Bentley's brother, 34-year-old James Bentley, was indicted in November 2004 on felony sexual abuse charges after authorities alleged he sexually abused Gage between 2002 and 2004. The Bentley brothers were not strangers to the family. Gage's mother had dated both men and allowed the brothers contact with her children. James Bentley was found guilty of second-degree sexual abuse at the Clarke County courthouse in Osceola, Iowa, on August 1, 2008. On March 1, 2007, a federal judge in Cedar Rapids found James Bentley guilty of six counts of child pornography and sexual exploitation charges in a separate trial. Bentley was accused of taking explicit photos of Gage and another infant girl in late 2003 and transporting those photos with him to Arkansas shortly afterward. He was sentenced to life in prison without parole on June 12, 2007.

Writers and broadcasters affiliated with the Associated Press named the Jetseta Gage murder as Iowa's top news story of 2005.

==Reaction==
In 2005, the Iowa General Assembly passed a bill extending prison sentences and strengthening supervision of sex offenders – through methods such as electronic monitoring – upon their release from prison. Numerous local governments throughout the state moved swiftly to enact stricter residency restrictions for sex offenders. Like a number of other states, Iowa already had a moratorium barring those on the sex offender registry from living within 2000 ft of a school or state-registered day care center, and local officials proposed expanding the buffer zone to such child-oriented places as libraries, parks and swimming pools.
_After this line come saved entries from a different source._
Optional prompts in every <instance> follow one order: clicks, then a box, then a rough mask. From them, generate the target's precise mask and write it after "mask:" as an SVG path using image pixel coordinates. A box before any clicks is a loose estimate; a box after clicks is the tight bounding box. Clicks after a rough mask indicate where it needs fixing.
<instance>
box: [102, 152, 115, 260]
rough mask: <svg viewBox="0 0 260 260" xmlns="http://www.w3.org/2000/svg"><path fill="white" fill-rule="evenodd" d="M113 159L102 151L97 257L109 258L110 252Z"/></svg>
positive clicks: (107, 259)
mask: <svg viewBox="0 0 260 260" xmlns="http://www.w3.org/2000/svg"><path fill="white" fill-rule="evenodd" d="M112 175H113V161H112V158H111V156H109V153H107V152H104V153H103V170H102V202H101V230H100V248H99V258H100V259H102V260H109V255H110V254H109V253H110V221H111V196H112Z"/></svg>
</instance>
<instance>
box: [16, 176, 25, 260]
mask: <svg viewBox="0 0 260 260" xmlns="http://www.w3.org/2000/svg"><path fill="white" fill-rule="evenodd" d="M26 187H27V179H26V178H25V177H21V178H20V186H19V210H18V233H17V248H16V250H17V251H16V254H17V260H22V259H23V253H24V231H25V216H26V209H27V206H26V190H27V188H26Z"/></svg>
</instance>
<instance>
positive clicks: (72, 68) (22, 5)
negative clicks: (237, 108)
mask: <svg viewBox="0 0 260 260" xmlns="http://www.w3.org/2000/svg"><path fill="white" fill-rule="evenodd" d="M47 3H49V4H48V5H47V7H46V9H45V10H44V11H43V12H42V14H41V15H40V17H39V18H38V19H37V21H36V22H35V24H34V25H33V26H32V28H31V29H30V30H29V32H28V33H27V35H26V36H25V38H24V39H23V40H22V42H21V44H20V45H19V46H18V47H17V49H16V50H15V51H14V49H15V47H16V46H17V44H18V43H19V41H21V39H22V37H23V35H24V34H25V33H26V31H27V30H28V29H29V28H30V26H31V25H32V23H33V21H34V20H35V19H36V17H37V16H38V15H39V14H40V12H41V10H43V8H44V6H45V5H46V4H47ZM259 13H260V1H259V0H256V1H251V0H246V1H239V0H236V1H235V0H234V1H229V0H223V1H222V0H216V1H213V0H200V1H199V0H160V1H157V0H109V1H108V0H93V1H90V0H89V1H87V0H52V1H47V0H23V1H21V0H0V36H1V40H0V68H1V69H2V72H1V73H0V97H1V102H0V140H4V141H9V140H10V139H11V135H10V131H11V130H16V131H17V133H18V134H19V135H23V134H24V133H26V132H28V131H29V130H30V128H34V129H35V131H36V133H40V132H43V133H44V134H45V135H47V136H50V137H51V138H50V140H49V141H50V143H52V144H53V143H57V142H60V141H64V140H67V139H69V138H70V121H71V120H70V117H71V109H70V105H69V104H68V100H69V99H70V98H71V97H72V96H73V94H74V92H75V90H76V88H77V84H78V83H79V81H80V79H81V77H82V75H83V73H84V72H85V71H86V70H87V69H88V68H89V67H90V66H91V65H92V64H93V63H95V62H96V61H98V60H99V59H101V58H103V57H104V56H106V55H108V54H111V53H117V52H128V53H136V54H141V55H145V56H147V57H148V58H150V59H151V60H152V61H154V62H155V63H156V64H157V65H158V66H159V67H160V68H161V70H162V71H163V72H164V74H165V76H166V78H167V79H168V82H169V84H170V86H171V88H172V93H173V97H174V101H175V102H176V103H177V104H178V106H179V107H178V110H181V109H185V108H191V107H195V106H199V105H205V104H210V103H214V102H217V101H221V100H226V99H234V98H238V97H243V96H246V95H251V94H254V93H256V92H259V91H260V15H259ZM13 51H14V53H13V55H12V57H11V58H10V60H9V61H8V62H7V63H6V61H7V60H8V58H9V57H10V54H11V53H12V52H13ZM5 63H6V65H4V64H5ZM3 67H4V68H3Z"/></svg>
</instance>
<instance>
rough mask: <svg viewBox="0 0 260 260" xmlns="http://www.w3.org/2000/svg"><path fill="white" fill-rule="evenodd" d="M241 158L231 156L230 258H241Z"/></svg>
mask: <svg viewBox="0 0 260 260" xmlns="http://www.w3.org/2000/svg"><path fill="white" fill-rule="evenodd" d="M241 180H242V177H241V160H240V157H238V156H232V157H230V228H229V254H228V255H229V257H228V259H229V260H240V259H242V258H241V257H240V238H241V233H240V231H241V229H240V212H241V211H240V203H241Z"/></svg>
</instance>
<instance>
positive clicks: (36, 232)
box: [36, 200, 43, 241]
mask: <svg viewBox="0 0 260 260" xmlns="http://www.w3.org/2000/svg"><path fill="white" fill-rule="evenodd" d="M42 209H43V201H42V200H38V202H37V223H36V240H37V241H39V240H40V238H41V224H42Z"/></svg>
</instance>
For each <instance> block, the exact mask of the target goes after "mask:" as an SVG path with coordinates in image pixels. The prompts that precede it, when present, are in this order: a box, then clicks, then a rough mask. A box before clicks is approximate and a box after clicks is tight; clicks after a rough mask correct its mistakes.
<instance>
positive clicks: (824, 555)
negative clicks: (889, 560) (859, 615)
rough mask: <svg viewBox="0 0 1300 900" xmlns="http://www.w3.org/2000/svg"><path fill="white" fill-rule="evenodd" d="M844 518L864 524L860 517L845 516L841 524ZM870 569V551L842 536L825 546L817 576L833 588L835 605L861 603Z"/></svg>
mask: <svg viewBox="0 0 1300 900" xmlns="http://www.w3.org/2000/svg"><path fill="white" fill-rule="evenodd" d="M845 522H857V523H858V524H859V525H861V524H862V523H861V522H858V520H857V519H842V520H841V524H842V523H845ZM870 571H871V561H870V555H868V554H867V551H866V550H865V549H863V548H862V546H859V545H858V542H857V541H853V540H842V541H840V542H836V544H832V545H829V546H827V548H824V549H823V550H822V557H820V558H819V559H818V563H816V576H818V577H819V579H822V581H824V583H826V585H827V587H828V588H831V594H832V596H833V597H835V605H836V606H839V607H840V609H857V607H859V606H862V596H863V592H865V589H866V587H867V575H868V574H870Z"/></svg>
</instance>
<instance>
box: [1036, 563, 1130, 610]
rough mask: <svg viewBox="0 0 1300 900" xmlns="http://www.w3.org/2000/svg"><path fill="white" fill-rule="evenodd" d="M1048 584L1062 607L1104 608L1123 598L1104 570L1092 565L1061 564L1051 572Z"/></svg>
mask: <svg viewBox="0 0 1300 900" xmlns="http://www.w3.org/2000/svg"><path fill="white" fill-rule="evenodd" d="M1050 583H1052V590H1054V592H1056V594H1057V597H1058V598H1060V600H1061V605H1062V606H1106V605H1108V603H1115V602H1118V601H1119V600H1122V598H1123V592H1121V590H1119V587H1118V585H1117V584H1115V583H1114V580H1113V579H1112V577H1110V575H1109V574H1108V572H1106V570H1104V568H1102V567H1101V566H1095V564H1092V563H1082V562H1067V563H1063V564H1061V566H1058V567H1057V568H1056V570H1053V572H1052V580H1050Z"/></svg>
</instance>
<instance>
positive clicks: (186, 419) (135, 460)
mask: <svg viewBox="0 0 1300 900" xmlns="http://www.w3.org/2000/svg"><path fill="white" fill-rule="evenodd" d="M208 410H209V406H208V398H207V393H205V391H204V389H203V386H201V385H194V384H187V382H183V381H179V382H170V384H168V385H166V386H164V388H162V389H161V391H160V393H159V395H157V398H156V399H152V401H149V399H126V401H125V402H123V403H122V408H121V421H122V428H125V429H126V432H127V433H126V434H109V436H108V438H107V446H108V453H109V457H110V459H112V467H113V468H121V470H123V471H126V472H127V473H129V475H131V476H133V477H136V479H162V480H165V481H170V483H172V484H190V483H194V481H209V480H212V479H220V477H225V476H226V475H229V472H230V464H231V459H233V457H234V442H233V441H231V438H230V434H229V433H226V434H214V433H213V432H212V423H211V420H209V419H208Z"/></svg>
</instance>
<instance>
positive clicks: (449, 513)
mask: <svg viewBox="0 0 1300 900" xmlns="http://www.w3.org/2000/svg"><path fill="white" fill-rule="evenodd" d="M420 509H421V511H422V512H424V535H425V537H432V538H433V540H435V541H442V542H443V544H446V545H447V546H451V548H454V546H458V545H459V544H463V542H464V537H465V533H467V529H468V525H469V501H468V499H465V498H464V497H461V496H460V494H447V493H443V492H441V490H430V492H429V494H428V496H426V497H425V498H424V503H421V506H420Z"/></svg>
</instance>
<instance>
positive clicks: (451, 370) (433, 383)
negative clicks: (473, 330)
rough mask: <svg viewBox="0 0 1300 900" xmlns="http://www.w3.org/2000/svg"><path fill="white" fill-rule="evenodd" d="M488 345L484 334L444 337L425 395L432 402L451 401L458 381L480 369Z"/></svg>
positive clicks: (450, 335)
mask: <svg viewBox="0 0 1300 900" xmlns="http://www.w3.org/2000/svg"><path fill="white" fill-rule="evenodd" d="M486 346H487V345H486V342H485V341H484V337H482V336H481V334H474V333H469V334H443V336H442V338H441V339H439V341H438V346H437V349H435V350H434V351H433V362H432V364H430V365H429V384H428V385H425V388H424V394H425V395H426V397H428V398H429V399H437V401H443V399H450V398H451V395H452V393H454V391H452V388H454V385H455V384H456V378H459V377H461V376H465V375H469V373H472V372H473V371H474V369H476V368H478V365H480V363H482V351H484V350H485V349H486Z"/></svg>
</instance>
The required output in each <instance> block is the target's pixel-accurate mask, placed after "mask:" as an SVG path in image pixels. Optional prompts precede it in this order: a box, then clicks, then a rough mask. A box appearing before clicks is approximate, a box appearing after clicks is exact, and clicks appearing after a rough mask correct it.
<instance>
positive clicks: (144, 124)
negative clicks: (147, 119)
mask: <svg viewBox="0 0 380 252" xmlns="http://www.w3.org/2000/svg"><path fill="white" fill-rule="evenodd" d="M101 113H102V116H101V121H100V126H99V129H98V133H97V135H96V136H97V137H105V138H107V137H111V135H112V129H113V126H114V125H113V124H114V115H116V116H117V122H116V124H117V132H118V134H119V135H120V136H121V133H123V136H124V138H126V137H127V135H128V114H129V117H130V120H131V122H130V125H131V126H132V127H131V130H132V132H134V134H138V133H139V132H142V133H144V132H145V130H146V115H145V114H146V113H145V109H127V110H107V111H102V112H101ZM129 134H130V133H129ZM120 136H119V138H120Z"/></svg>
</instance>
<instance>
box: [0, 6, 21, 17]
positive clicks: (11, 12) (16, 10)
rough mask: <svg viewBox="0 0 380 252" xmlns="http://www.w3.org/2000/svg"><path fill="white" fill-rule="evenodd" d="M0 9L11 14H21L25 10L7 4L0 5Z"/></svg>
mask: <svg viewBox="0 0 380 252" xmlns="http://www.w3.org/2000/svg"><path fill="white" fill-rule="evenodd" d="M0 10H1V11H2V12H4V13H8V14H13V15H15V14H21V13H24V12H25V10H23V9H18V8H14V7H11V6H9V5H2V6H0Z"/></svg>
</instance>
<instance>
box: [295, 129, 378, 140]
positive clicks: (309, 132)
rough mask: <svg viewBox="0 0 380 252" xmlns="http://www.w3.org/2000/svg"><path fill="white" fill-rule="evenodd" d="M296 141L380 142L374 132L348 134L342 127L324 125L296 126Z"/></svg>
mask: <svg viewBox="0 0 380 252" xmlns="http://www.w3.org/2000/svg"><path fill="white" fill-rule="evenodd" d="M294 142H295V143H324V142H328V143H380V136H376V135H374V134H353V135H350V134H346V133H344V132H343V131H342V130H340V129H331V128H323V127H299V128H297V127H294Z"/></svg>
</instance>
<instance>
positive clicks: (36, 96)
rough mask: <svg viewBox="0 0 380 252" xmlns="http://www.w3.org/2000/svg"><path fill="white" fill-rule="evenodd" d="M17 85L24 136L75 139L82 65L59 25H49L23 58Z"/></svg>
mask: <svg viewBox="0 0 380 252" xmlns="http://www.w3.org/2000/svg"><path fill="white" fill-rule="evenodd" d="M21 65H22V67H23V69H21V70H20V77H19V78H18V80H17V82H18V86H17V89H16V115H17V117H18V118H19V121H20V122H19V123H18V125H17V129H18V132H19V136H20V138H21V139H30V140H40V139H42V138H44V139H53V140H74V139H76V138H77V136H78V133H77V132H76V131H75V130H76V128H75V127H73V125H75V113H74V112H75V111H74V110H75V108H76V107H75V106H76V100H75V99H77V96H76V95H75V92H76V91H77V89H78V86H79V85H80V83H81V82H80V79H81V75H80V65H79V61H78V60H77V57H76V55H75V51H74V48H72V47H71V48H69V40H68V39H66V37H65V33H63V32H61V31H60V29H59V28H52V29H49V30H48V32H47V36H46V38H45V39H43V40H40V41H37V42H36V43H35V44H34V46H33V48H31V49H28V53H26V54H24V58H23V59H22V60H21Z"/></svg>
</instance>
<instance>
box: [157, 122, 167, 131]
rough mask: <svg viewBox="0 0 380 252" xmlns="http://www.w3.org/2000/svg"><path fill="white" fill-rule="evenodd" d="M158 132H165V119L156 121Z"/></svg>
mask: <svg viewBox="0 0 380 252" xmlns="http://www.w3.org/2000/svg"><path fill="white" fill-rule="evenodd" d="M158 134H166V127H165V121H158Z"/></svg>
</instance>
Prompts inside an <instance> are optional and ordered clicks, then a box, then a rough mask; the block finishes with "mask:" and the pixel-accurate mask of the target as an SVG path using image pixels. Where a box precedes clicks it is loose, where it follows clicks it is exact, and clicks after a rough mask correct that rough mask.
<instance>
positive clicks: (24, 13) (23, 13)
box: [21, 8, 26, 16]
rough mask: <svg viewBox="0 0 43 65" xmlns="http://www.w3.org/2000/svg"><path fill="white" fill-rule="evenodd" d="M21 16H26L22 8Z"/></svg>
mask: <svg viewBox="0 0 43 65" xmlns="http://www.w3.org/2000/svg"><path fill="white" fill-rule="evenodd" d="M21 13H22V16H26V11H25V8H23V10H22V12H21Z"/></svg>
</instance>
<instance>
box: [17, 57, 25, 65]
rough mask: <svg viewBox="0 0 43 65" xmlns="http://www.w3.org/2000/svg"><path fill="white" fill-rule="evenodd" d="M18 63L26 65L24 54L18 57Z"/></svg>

While some cities and county governments passed such ordinances, other governments – such as the city of Davenport and Scott County – were cool to the proposal and ultimately did not enact the tighter restrictions.

Critics contended that the stricter residency proposals had several flaws, most notably:
- Those on the sex offender registry for less-severe cases – such as a 19-year-old boy charged after having consensual sex with his 15-year-old girlfriend – would face the same residency restrictions as a violent predator.
- It would not prevent offenders from going to a school (e.g., to attend a sporting event) or other locations covered by the proposed residency restrictions; rather, it would merely preclude them from declaring residency near those places.

In January 2006, 45 members of the Iowa Senate – 23 Democrats and 22 Republicans – co-sponsored a bill increasing the penalties for those convicted of certain sex crimes, including lascivious acts with a child and sexual exploitation of a minor. Under the proposal, a first-time offender would face a mandatory minimum 25-year prison sentence upon conviction.

Many Iowans, including the Gage family, have called for a restoration of the death penalty, particularly for crimes in which children are raped and killed. Iowa abolished capital punishment in 1965, and is one of 12 states that currently do not have a death penalty. A GOP-sponsored bill failed to pass in 2005, and future attempts to pass a death penalty for certain crimes never resulted in a bill being passed.